Like a maker dissecting frantic craft with trusted eyes seeing genius and fear alike.
Then hopelessness neared.
Memory of him shattered, trapped, perishing under dual Primordial Incarnations.
Room stilled utterly.
And then—
the eclipse.
Second Moonfall.
The sight making him laugh.
Lucien chuckled now at that recall, pure gratitude shining through.
"When hope vanished," he said, glancing aside, "I was recalled."
That struck women deepest.
Marie wiped her nose, irked at her emotion.
Kaia cleared throat, avoiding eyes.
Sylra averted gaze swiftly.
Marina wept openly, smiling too.
Eirene’s familiar regarded him serenely, revealing most.
Lucien proceeded softly.
"Without them, no chance arose. They created space to shift from enduring to scheming."
He met each gaze.
"Thank you."
Sincerity silenced objections.
Bubbles delved further.
Abyss Mode.
Lucien clarified Alanthuriel’s dark radiance was split wisely into three.
"First portion," he stated, "powered Abyss Mode. Allowed matching Convergence briefly."
Memory replayed conceptual clashes impossibly.
Room watched awestruck.
"But then," Lucien added, "I multitasked."
A mind thread detached amid combat.
It pushed through agony, demise, turmoil to Skillpedia and Magic Book.
Luke and Cienna perked up.
Lucien smiled subtly.
"I crafted a skill."
Marie blinked.
"During that chaos?"
Lucien shrugged.
"Had moments between deaths."
Luke hid face momentarily.
Lucien continued.
"Not ordinary. Part skill, spell-logic, transmission key. Activated only by parents together. Dark radiance targeted Oblivion’s hold, restoring recall."
Cienna eyed him.
"All that while battling?"
Lucien nodded.
"Knew you’d locate me, death first. Laws ignored restrictions for you. Skill Law. Magic Law. Ideal wielders."
Luke chuckled lowly.
"That’s my boy!"
Lucien smiled.
"Surprised me how fast," he confessed. "Thought months."
Luke grinned.
"You made our forms. Old Skillpedia, Magic Book links persisted."
Room reeled anew.
Final scene arrived.
Lucien’s demise.
Or prelude.
Ruined. Warped. Still laughing. Then—
smoking.
Room nearly shattered.
Even Clara wavered if smoking under Primordial Incarnation thrashing qualified as saintly or pure Lucien impossibility.
Lucien coughed into fist.
"Let me clarify before misconceptions."
"You mean," Vivian said, staring, "before I decide you’d lost it?"
"That too."
He indicated the memory.
"Last dark radiance portion used there."
Room stilled again.
Lucien pressed on.
"Couldn’t remove Convergence’s kill urge. Too blatant. He’d detect core change."
Memory decelerated.
Cigarette. Smoke. Exhale into face.
"Instead," Lucien explained, "erased lesser. His wish for my corpse."

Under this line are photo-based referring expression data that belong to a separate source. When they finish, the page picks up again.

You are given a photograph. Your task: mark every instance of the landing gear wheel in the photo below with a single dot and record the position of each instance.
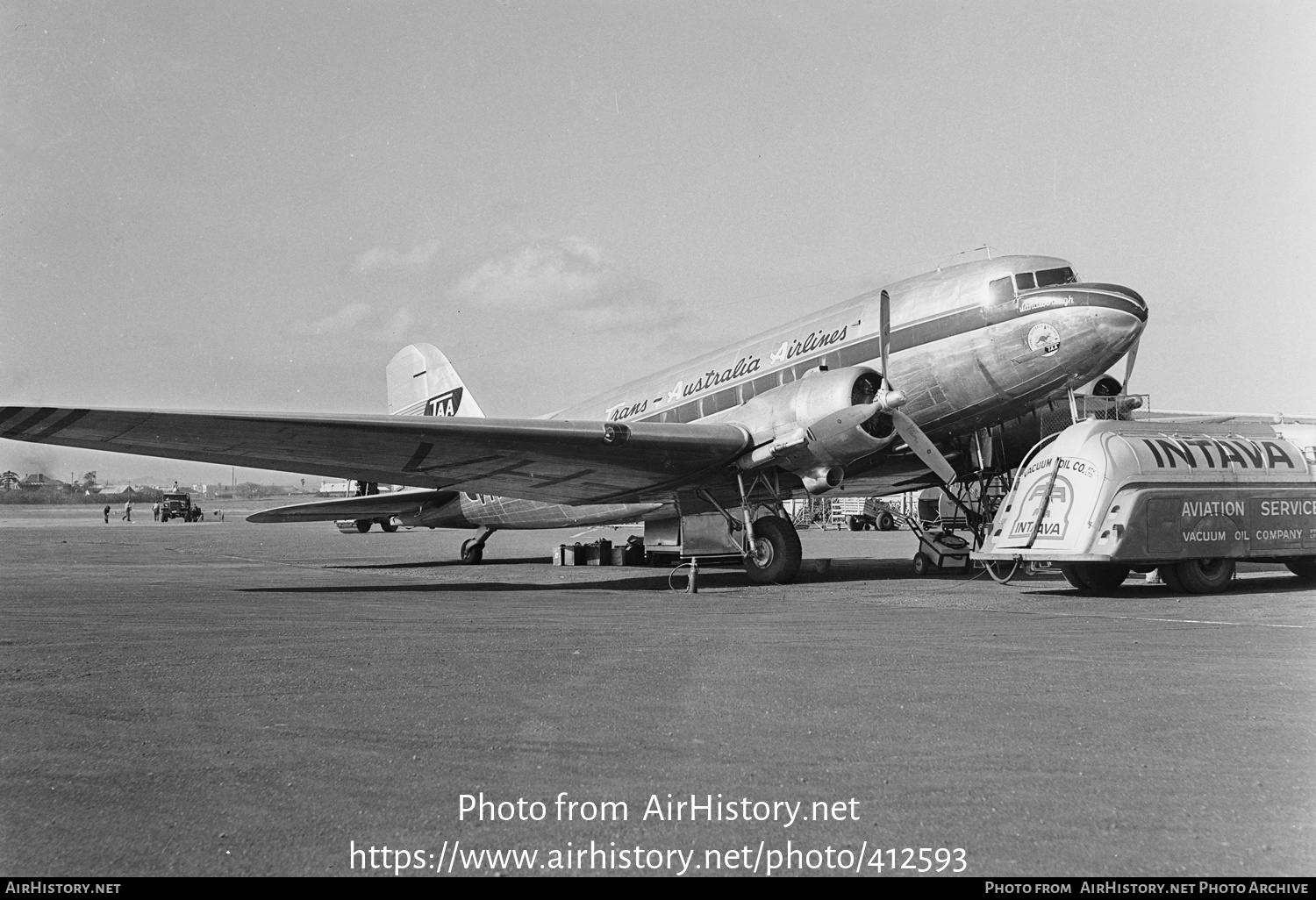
(1205, 575)
(1102, 576)
(776, 553)
(1073, 575)
(1303, 568)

Luke’s face shifted first.
Insight struck sharply.
Lucien nodded.
"Still craved my death. But sans possession drive, priorities flipped. So arrivals found him flee my body unhesitating."
He smiled.
"And that sufficed."
Stunned quiet fell.
Now grasping the battle’s depth.
Nothing haphazard.
Lucien died endlessly in unsurvivable fray, yet orchestrated outcomes to exhale’s subtle tweak on foe’s mind.

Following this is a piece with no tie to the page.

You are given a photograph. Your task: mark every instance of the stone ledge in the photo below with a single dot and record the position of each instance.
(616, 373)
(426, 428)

Cielius exhaled long, leaning back.
"Grandson, you planned every detail."
Lucien grimaced slightly.
"Not all. Just sufficient for wretched survival."

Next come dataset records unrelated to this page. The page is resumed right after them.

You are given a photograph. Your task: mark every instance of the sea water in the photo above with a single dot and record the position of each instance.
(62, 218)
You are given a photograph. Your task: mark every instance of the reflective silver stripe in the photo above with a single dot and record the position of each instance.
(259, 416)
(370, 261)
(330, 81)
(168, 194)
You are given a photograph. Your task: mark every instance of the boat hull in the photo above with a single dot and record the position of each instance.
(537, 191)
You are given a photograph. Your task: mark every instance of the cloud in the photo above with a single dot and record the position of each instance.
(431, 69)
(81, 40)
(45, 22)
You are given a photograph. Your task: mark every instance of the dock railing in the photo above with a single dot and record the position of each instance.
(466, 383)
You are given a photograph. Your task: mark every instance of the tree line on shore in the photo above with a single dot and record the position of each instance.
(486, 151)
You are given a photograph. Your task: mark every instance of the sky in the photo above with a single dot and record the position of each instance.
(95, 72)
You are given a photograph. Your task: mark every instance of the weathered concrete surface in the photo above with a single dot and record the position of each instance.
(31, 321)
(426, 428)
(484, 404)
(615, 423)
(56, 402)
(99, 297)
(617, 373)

Incredulous laughs followed.
Yet as bubbles faded, shock yielded to pride.
He felled one incarnation.
Not eternally maybe. But Severance barred from Big World ages. Convergence battered, stalled. Foes paid dearly.
And Lucien achieved it forgotten, death stalking, plotting past his end.
Table companions stared.
They had witnessed fully his brutal fight to return.